If a policy was based upon this heuristic, then you would have people living in poverty that would not be subject to the same policy. This is what discrimination is about. Citizens would thus not have the same rights / opportunity.
And the only reason you are accepting this heuristic as "good enough", is because you make the assumption that "you have modelled [enough of] the variables that make up the solution space".
This is not acceptable for policy makers and should be watched for closely in a democracy.
> and this was scientifically proven
which renders moot any discussion as you simply did not use the same assumptions. The discussion was about specialist decision systems using correlation as a heuristic for causation. You cannot explore the merit (or shortfalls) of this common practice and its possible effect on policy-making when positing that causation has been proven. This is nonsense.
Have a good day.
And the discussion was NOT about systems using correlation as a heuristic for causation. If a company filters users based on something, only correlation matters for their purposes. Believing correlation is only useful as a heuristic for causation is ignorant. For some purposes, correlation matters. For some purposes, the root cause matters. Not everything is the same.
Whether or not ethnicity is a causal factor is irrelevant. Even if it is a causal factor, it is still an injustice to act on it.
And if you didn't care about justice and just wanted to achieve an optimal prediction, whether or not it's a causal factor doesn't actually matter.

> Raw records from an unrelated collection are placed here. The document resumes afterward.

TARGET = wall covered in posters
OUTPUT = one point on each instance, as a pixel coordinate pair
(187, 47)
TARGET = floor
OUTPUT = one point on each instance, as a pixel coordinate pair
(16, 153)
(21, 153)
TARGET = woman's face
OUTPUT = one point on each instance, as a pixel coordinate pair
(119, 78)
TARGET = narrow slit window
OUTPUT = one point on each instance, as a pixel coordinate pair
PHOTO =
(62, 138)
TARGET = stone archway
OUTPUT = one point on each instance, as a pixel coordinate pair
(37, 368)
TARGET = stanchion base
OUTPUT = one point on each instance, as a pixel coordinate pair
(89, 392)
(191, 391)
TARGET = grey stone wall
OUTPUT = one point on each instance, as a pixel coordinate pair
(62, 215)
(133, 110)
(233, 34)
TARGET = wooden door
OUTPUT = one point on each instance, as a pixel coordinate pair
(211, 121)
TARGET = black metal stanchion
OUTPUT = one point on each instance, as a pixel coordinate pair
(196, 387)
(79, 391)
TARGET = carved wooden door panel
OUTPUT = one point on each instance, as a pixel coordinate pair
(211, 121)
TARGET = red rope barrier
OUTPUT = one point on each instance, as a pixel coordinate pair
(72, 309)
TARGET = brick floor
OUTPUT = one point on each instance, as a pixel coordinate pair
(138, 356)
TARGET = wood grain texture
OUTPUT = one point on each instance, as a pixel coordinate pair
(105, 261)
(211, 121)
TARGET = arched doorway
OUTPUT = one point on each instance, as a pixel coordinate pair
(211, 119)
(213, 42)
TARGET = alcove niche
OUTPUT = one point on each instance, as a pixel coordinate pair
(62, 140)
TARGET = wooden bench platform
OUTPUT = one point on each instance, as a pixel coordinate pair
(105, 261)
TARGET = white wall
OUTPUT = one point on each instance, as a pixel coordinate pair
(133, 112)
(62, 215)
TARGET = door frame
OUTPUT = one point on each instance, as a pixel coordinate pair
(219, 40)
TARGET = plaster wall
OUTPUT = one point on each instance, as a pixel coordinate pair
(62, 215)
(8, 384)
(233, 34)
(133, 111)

Probability theory does not require a causal link.
"If it is rainy then it is cloudy." Is a valid inference despite the fact that rain does not cause clouds.
It is not, at least locally (because sunshowers happen.)
That's not how the scientific method works.
Actuarial analysis for insurance to exercise a privilege (i.e. driving) is not something that needs to be more heavily regulated. This is not health care/insurance, food, housing, or other critical necessities.
Correlation is a core part of actuarial science. You'd actually destroy the insurance business if you regulated that into nonexistence as you desire.